My husband knows this word, this idea, this characterization maligns me deeply so he likes to unsheathe it in the middle of a fight and pierce my skin with it right in between my ribs so it sticks directly in my heart (hey, I don’t fight fair either).  He knows it will get me back in line because I don’t want to be a selfish wife or mother.  Somehow, it has been ingrained in us that as we go from “she” to “we” that we relinquish ourselves as being a viable entity.  I don’t exist, I’m here for the needs of my children, my husband, my home.  I don’t have thoughts beyond what I’m making for dinner.  I can’t hold anything significant in my mind except where every item that my children or husband is looking for exists in this well organized inventory I hold in my head.    I only have conversations about my children’s progress in school, complaints about how I’m not getting enough sex, and  engrossing discussions about where the best place to buy chicken this week is.  My days can only be filled the mind-bending monotony of schlepping my kids to their litany of activities.  About 2 years ago, I decided to replant the flag, to reclaim this woman in the name of a girl who once existed but has long been forgotten.

Being selfish started small for me.  Time I would have spent doing laundry or helping with homework, now became my gym time.  The gym, the haven for the selfish, became my refuge in the rigorous pedestrian existence that had enveloped my life.  At first, I felt bad when the kids would ask me where their favorite sweatshirt was and I knew full well it was at the bottom of the mountain of laundry I’d abandoned in place of an hour sweating, listening to rap at the gym.  It bothered me when I was working out and I imagined them crying over a difficult homework problem, lamenting their mother who had abandoned them.  And then, while in the throws of a self-inflicted guilt wound, I realized they would survive without my presence for that hour but if I didn’t claim that time for myself and my selfishness, I might not fare as well.  To be honest, 2 years ago was my make or break.  I knew I would have to make some changes or I couldn’t go on.  Being selfish seemed like the more viable option to a total mid-life crisis.
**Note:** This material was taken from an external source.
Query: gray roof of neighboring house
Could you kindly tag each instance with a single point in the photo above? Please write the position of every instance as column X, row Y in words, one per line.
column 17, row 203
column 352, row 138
My husband always likes to remind me that I sugar coat things in these posts…that I don’t give the reader a sense of how deplorable my behavior is, how pervasive its effects on the ones who love me is, how my selfish tendencies have caused irreparable harm to those I love the most.  While I’ll admit, this change I’ve undergone hasn’t been pretty, has shown me to be vile, and selfish, and vain, has resulted in me hurting people who mean the world to me;  I still CAN”T and WON”T go back in time and undo it.  Being selfish, reclaiming who I am and my place on this planet as a woman, as a person with big ideas, as a sexual being was a critical part in my survival.  I couldn’t have survived for even another second as the person I was before because the reflection wasn’t mine anymore and staring at her in the mirror made me hate her.  Yes, sometimes when you try to cage the lion thinking it’s just a cat, you get scratched when she tries to escape…I’ll apologize but please understand that it was a part of the survival mechanism.

So call me selfish.  I could be worse things.  I could be soul-less, fake, locked away in a life that didn’t suit me, feigning happiness when depression was eating me from the inside.  If you really loved me, you’d forgive my selfishness and know that those things were far worse.  That despite the scarlet “S” of selfishness that I wear in red, bloody scars on my skin, there are still redeemable qualities to compensate for this selfishness.  Don’t be afraid to draw the line in the sand, reclaim things for the girl you once were…because she was many wonderful things despite being a little selfish.